The loader process prepares the pipeline for the actual baseline run. The pipeline adapter and the parser DSA will then work in conjunction to provide the values for those attributes into the pipeline. These two pieces are incorporated and run as a part of the Endeca baseline process. The baseline process is started through your normal mechanism. The pipeline is typically modified to add the
PdqAdapter after a cache, and the data is then forked off into two routes. A record manipulator strips all the unused properties from the Oracle side of the stream. The
PdqAdapter java manipulator is then called, and the standardized and attributed data is joined back into the main stream.

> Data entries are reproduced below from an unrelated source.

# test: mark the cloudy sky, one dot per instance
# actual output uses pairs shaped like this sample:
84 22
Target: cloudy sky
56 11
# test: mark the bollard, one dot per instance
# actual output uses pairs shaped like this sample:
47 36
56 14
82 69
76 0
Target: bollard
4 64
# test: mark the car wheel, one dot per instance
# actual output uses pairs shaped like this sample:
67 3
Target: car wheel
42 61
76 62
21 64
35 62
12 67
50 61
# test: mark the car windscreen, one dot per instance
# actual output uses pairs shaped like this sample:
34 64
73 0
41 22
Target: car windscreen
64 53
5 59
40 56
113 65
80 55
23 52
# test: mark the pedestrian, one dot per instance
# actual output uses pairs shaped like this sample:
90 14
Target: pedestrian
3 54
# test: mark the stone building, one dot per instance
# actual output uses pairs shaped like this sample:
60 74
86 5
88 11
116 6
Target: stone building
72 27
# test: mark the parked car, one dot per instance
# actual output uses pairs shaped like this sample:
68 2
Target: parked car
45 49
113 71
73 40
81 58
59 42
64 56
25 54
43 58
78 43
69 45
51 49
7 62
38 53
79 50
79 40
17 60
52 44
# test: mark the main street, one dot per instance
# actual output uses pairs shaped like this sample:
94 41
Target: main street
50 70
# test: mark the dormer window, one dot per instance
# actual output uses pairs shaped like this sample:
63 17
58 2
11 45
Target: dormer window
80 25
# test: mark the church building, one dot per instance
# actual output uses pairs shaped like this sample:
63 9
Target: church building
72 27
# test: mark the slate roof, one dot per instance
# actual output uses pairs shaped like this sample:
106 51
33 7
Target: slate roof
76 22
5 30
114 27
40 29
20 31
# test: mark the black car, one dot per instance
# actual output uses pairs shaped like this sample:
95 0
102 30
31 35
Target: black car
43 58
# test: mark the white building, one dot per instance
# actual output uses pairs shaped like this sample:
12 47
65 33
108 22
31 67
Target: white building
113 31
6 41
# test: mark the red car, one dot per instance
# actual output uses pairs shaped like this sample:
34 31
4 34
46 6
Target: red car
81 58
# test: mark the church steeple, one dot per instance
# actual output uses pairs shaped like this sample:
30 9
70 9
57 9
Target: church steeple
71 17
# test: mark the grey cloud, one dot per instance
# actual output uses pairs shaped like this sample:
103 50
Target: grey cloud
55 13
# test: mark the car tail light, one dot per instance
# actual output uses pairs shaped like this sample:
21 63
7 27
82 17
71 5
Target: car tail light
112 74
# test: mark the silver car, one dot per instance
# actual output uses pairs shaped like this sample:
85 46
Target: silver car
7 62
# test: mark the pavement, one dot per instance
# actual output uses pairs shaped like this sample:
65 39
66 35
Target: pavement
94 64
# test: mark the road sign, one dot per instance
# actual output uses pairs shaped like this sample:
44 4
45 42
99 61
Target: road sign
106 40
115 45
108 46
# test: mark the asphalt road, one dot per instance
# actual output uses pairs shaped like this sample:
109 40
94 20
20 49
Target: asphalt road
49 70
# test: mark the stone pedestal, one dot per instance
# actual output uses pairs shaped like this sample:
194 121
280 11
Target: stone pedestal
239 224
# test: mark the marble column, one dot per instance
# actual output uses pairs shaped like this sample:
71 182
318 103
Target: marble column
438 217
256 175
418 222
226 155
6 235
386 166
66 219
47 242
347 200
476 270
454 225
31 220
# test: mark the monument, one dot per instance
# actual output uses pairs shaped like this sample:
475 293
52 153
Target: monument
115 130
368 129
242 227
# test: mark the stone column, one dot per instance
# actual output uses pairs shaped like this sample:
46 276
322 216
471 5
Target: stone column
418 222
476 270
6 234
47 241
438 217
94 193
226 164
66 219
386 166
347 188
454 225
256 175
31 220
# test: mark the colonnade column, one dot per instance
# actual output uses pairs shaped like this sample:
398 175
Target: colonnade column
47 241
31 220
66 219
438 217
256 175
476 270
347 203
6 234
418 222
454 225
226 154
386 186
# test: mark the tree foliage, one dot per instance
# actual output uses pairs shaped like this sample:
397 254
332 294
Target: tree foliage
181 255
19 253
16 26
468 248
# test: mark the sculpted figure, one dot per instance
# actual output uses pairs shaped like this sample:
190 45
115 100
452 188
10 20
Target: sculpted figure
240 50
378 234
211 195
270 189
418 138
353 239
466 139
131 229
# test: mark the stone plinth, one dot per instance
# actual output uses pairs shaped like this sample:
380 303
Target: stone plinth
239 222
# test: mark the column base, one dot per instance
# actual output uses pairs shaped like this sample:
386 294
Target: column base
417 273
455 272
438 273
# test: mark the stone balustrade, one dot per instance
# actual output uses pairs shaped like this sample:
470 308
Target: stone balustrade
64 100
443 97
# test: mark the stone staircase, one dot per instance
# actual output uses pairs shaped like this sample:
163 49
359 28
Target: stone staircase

PdqAdapter calls out to an external java process that manages the flow of information to the Oracle DataLens Server, and adds the return data back into the Endeca pipeline. The data in the pipeline passes through the adapter, and is sent to the Oracle DataLens Server as configured. On the Oracle DataLens Server, the data is processed by the parser DSA. The data is standardized and cleansed according to the rules defined in the data lenses. At the end of the DSA, there must be a single text output returned; there can be additional outputs, as long as the Do NOT return results to caller is selected on the Output Information tab of the output step. The
PdqAdapter then receives the results from the Oracle DataLens Server, and returns them as properties into the pipeline. These properties are turned into dimensions by the
PropMapper (the normal Endeca methodology).